SF作家ウィリアム・ギブスンの言葉だが、ビジネスの現場にもそのまま当てはまるなと思う。
未来って、ある日いきなりやってくるものじゃない。
むしろ、どこか一部のエリアにだけ、少し先に“偏って”やってくる。
たとえば海外のスタートアップ、あるいは業界の一部、世代の一部。
局所的に起きていることが、数年後に当たり前になる。
この“未来の片鱗”をどう扱うかが、キャリアや事業に大きく影響するんじゃないかと最近考えてる。
タイムマシン経営は、「ズレ」を武器にする戦略だった
孫正義がずっと言ってきた「タイムマシン経営」は、まさにこの構造をビジネスに落とし込んだもの。

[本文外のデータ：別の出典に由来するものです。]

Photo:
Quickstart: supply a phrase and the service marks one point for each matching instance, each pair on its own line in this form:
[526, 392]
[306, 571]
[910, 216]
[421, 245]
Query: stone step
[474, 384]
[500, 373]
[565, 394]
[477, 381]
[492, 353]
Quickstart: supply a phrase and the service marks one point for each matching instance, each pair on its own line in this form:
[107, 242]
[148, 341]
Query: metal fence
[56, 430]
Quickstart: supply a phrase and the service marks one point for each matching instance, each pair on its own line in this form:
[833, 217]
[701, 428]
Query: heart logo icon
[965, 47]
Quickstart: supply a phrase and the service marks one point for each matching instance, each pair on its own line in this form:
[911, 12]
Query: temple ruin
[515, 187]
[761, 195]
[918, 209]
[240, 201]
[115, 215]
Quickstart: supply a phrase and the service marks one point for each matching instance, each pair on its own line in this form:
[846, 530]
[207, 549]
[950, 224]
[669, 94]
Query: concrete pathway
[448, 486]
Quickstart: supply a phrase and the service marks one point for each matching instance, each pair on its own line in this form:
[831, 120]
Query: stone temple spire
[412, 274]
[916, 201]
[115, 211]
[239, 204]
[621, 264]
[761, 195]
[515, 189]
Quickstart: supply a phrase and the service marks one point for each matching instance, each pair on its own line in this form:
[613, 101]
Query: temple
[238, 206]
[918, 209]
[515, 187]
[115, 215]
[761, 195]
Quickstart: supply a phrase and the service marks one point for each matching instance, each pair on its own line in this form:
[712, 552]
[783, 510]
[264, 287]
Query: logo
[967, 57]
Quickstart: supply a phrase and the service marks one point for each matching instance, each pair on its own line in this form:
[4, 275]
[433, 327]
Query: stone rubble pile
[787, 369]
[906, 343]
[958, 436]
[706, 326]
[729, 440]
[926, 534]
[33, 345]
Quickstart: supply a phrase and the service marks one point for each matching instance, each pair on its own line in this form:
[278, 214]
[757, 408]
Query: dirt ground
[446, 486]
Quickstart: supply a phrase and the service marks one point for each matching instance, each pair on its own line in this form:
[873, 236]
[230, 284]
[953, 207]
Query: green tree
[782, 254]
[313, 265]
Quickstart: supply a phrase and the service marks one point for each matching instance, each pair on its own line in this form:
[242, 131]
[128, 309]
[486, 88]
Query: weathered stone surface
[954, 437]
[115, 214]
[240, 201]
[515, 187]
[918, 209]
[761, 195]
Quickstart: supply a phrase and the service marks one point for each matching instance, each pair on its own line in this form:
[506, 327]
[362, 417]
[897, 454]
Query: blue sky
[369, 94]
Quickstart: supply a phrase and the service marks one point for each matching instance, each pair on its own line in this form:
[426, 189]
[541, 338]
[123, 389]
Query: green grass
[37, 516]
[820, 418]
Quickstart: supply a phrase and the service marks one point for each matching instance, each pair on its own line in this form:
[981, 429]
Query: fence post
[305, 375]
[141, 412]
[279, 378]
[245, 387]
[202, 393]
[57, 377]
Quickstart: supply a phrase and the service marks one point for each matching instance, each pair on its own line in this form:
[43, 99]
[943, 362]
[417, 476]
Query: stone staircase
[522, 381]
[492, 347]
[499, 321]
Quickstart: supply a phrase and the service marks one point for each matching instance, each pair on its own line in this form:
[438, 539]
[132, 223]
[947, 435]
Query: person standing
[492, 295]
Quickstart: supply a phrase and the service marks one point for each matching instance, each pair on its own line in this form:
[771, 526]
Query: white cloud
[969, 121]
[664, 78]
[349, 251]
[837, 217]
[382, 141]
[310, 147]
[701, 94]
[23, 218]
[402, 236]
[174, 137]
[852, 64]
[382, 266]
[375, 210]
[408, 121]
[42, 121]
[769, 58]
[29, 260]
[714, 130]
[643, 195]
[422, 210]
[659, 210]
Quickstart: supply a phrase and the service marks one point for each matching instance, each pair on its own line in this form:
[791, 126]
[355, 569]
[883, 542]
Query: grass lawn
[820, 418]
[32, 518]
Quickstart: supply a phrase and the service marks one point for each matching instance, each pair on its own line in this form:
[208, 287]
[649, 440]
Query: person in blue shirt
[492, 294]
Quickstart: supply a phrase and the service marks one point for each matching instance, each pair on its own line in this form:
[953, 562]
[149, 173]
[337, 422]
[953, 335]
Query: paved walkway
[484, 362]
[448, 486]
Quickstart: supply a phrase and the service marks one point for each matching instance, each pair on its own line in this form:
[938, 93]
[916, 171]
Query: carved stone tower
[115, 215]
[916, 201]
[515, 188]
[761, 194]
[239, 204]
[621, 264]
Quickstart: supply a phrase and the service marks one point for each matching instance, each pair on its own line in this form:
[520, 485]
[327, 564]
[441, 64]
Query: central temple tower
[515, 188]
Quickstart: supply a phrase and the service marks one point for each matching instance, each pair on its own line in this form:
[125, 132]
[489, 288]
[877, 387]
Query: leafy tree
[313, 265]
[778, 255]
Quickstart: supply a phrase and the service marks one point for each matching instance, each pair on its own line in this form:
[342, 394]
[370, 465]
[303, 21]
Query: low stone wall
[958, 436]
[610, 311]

要は、すでに海外で起きている未来を、まだ来ていない市場に先回りして持ち込む。
技術を生むんじゃなくて、未来の“時間差”を取りに行く。
そういう地政学的な視点でビジネスを考えていた。
それって一種の“情報アービトラージ”みたいなものだと思う。
誰かがすでに見ている未来に、自分だけが早く気づき、翻訳して届ける。
勝負の本質はそこにある。
キャズムを越えられないのは、技術のせいじゃない
ここで、キャズム理論の話を重ねてみたい。
新しいプロダクトが出たとき、最初に飛びつくのはイノベーターとアーリーアダプター。
でもその先、マジョリティに広がるまでには大きな“谷”がある。これがキャズム。
多くのプロダクトがこの谷を越えられない。
でもその原因って、プロダクトの完成度や技術力の問題というより、「翻訳できなかった」からということもあるのではないだろうか?
マジョリティが理解できる言葉に落とし込めなかった。
彼らの文脈(コンテクスト)に乗せた価値提案ができなかった。
だからこそ、「未来はすでにある」という視点が必要になる。
どこかにはもう起きている。
その証拠を持って説明できれば、キャズムは“飛び越えられる”。
翻訳者になるか、観測者で終わるか
未来を“見る”だけなら、誰でもできる。
でもそれを“持ち帰って、翻訳して、実装できるか”が、本当の意味での差になる。
それって要は、思考のリーチと、説明のセンスだ。
観測したものを、言葉・仕組み・導線に落とし込んで社会に届けられるかどうか。
ビジネスでもキャリアでも、ここができる人は強い。
「先を見てる人」ってよりも、「今と未来の間に橋を架けられる人」。
自分にとっての“未来の前線”を見つける
何をチェックするか、誰の動向を追うか、どこの業界にヒントを見出すか。
これってもう、日常の習慣レベルの話かもしれない。
・海外のスタートアップが当たり前にやってること
・20代が当たり前に使ってるサービス
・自分の業界じゃまだ評価されてない概念や手法
そういった「偏在してる未来」を日々観測しておくこと。
それが数年後、キャズムを越えるときの武器になる。
おわりに
大事なのは、「未来はどこかにはもうある」と信じられること。
そして、その片鱗をどう読み、どう動くか。
それができる人が、変化の中で生き残るんじゃないか。